Study Reveals Cerium’s Electronic Entropy Makes It Ideal for Hydrogen Production

It has been known for a long time in the scientific community that cerium is the best element to employ when splitting water into oxygen and hydrogen — a key method in developing hydrogen gas for fuel. However so far it is not clear why cerium is so successful.

Chris Wolverton (credit: Northwestern’s McCormick School of Engineering)

Currently a Northwestern Engineering team headed by Chris Wolverton has discovered that cerium’s electronic entropy, which is formed when an electron transitions between several states within an electron shell, is the fundamental reason for its success. This finding could aid researchers in exploiting cerium’s entropy in a more successful manner for water-splitting technologies.

In order for water splitting to be fast enough to be practical, you need a large amount of entropy, it turns out that cerium is magic for entropy.

Chris Wolverton, professor of materials science and engineering in Northwestern’s McCormick School of Engineering.

The research, supported by the US Department of Energy, was just published in Nature Communications. Shahab Naghavi, a postdoctoral fellow in the Wolverton Research Group, was the paper’s first author.

Since the 1970s, researchers have publicized the potential of a “hydrogen economy,” in which hydrogen would swap gasoline to fuel ground transportation. When burned, hydrogen’s only derivative is water, making it environmentally cleaner and more energy efficient than its fossil-fuel alternatives. Pure hydrogen gas, however, is very uncommon within the Earth’s atmosphere.

“The problem is: how do you get the hydrogen in the first place?” Wolverton asked. “Currently, you have to burn hydrocarbons, but that produces carbon dioxide.”

Water (or steam) splitting could efficiently and cleanly yield enough pure hydrogen to make the hydrogen economy a real possibility. To split hydrogen from oxygen, researchers use heat produced by solar radiation and cerium oxide, or ceria. Sunlight is used to heat ceria between 1,000 °C and 1,500 °C, which drives a series of reactions that cause hydrogen to split off.

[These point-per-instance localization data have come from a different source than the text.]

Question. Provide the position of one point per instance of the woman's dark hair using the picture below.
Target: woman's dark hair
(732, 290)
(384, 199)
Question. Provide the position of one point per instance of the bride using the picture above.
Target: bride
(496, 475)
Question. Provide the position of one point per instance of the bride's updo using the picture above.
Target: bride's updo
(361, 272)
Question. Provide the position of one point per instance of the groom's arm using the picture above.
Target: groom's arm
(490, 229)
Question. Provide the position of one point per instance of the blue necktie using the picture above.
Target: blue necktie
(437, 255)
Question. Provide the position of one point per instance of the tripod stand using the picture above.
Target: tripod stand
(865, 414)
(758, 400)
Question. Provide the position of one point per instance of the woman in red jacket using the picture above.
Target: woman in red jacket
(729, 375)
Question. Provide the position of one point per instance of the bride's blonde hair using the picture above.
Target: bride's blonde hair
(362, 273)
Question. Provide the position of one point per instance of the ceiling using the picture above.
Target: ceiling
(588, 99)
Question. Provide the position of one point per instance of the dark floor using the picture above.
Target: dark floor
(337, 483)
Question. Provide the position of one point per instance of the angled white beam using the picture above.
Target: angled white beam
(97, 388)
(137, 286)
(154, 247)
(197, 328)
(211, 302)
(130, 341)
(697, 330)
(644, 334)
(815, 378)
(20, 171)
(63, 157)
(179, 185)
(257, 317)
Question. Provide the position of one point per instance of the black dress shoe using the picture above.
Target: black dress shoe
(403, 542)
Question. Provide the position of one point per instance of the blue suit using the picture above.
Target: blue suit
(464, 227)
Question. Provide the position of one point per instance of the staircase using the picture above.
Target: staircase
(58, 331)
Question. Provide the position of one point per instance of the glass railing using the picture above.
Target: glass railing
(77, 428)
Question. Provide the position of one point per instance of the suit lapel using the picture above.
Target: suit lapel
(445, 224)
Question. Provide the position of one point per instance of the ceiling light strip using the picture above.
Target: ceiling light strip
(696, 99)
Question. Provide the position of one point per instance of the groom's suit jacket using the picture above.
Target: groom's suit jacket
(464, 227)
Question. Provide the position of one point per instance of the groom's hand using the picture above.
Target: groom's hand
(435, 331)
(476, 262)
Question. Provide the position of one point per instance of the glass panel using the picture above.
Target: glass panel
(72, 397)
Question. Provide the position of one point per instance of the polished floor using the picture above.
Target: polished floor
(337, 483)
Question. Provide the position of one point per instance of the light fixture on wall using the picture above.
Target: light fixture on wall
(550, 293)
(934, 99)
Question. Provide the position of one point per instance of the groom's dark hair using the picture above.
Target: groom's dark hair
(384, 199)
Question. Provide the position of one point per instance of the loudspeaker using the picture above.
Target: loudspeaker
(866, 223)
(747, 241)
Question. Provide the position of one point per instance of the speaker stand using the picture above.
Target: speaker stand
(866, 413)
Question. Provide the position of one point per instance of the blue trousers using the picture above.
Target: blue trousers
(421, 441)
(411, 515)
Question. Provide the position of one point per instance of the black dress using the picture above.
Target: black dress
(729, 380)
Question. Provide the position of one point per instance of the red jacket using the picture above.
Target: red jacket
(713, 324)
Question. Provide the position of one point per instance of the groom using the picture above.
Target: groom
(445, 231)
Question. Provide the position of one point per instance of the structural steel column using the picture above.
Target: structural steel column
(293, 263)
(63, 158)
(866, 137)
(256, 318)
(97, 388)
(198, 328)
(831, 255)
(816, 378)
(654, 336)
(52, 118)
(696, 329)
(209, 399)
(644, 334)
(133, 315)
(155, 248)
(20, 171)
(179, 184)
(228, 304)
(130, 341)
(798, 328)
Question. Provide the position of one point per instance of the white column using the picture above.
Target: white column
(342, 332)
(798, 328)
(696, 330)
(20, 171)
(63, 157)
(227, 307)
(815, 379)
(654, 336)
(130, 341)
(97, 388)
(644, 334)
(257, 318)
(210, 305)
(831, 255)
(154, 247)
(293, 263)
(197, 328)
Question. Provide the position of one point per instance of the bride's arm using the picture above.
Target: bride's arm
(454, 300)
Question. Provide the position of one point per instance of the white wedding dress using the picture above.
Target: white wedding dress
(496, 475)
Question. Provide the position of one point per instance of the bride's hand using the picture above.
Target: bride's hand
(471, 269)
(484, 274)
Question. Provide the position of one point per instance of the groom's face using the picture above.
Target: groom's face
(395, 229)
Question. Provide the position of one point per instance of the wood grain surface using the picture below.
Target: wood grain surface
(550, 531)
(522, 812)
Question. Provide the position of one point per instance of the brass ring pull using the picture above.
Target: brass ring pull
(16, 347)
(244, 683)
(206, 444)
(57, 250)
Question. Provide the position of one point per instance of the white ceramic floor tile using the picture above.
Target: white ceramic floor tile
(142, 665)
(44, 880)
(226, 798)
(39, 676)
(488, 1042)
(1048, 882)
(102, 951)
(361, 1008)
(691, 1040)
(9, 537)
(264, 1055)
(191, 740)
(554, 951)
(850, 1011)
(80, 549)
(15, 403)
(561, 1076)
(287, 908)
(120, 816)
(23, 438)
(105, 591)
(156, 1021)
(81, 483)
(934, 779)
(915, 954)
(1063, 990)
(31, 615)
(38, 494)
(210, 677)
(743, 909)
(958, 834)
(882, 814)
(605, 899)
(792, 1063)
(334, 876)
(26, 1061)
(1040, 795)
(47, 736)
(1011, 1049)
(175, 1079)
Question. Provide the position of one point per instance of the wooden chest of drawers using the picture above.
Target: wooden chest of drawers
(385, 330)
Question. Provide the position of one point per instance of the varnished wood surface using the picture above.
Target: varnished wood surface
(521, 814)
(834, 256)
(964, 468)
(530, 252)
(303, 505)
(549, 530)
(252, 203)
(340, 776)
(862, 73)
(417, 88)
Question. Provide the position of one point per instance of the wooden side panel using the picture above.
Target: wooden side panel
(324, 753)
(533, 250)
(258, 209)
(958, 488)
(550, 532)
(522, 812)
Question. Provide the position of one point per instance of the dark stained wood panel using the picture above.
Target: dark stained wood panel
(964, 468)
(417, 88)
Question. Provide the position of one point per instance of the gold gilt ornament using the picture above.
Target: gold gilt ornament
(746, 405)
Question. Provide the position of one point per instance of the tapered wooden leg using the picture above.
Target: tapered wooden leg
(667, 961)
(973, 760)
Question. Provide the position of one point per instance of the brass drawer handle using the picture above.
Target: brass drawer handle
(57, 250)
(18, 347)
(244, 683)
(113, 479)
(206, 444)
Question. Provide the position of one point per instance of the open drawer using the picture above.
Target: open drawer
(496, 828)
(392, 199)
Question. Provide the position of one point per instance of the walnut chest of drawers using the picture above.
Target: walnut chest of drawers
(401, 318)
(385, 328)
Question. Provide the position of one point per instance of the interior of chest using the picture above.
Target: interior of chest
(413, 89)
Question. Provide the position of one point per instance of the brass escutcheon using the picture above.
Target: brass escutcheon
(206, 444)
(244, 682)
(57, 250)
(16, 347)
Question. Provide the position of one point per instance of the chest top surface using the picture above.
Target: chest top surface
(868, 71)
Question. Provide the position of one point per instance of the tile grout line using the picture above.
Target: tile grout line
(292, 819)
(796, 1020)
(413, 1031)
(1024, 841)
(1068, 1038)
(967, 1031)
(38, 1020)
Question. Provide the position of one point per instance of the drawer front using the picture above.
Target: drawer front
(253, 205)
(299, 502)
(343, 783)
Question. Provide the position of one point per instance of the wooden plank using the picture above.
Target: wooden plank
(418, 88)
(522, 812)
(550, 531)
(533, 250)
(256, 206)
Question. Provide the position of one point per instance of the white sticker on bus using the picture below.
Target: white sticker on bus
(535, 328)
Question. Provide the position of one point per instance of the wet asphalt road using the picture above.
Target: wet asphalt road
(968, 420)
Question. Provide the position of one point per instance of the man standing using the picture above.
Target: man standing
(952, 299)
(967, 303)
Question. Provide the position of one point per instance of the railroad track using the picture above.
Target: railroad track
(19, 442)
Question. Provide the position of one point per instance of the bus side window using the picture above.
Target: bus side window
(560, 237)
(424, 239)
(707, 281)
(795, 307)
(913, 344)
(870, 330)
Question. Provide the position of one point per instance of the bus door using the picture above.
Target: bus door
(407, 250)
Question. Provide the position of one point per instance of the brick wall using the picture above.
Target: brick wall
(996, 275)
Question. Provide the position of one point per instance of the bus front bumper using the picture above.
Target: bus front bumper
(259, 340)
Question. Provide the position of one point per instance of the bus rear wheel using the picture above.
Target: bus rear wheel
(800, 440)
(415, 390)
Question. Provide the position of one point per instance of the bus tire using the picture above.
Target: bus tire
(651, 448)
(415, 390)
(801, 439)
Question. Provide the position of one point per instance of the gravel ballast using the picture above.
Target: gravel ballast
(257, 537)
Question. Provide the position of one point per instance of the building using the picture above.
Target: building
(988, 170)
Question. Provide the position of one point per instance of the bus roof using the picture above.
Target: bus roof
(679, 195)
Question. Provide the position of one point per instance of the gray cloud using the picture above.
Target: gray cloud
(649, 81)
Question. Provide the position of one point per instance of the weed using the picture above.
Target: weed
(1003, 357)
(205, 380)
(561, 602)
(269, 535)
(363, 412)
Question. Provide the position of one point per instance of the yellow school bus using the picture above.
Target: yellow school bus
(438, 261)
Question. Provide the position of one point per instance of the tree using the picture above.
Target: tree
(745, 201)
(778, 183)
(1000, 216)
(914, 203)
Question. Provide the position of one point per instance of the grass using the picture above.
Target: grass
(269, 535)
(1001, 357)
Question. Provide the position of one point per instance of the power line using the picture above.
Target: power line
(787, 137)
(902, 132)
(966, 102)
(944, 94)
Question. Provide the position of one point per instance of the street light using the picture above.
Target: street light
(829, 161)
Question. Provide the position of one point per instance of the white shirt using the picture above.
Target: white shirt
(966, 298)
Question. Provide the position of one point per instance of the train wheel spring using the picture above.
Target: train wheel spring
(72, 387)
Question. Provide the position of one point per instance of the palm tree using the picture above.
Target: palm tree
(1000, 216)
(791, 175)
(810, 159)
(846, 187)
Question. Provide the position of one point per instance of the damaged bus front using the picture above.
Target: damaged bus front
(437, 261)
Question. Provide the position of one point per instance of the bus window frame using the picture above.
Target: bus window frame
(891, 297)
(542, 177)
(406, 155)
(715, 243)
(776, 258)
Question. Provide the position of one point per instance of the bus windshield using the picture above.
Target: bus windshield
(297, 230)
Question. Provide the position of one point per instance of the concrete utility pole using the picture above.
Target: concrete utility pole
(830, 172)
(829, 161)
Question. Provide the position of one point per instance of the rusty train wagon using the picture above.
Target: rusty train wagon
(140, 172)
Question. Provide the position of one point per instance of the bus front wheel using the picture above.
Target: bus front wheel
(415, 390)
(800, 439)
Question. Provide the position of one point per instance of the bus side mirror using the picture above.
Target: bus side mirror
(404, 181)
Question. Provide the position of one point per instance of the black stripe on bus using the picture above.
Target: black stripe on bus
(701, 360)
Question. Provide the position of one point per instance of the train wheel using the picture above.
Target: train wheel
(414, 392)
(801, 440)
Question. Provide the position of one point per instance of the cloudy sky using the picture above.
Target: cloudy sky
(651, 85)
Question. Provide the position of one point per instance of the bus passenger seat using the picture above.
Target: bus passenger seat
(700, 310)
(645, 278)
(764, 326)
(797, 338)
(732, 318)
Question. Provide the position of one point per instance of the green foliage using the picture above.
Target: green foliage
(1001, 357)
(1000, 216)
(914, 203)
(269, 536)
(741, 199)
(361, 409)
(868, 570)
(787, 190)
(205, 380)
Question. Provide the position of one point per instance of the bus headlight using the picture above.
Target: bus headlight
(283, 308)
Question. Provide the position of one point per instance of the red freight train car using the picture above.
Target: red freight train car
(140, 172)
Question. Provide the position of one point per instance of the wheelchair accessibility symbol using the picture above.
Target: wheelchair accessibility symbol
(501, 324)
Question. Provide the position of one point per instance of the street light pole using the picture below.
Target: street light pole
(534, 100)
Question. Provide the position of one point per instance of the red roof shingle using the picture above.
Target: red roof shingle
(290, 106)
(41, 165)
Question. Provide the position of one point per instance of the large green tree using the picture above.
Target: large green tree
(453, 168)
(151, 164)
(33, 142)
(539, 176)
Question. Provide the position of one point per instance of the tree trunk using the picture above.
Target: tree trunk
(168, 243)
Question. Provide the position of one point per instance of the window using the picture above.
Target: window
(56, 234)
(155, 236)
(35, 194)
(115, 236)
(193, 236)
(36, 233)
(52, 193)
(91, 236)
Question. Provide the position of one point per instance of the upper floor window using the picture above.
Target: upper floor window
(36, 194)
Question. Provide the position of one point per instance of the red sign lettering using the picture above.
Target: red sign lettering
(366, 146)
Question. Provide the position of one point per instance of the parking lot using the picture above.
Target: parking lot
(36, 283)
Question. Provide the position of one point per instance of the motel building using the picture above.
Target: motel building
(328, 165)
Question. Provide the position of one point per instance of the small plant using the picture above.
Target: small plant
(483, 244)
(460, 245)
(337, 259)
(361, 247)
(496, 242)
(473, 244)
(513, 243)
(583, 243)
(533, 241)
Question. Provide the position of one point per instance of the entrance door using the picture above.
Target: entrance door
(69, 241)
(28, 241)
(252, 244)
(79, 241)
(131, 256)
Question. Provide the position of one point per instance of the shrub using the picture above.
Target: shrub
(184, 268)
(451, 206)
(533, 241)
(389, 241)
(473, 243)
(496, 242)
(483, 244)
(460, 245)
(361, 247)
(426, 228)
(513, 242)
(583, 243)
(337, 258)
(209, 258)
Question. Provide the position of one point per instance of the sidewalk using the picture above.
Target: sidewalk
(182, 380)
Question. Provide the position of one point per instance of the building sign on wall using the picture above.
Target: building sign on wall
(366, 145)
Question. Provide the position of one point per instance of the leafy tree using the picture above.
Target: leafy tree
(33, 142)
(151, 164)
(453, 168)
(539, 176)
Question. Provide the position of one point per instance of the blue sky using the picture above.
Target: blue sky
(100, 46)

Wolverton and others earlier knew that entropy was crucial to making this reaction happen, but they were incapable of finding the source of cerium’s entropy.

Most people thought entropy was caused by mixing oxygen or vibrations from the heat, but we found that it’s a different source, and it’s not what you might think.

Chris Wolverton, professor of materials science and engineering in Northwestern’s McCormick School of Engineering.

In order for the chemical reaction that triggers water splitting to be useful, cerium in the oxide should gain an electron. And that single electron brings about whole lot of entropy.

“If there are multiple places for the electron, that gives rise to electronic entropy,” Wolverton explained. “The electron can transition from one state to another to another and creates disorder on the electronic scale, and hence, entropy.”

Cerium’s group of elements — referred to as rare earths — naturally have more electron states around which the electron can travel. Wolverton’s team computed the electronic entropy of all 17 rare earths and found out that cerium exhibited the largest amount.

“For a long time, we’ve known that cerium is good for water splitting, but we didn’t quite know why,” Wolverton said. “Now we partially know why, and that opens up possibilities for future work.”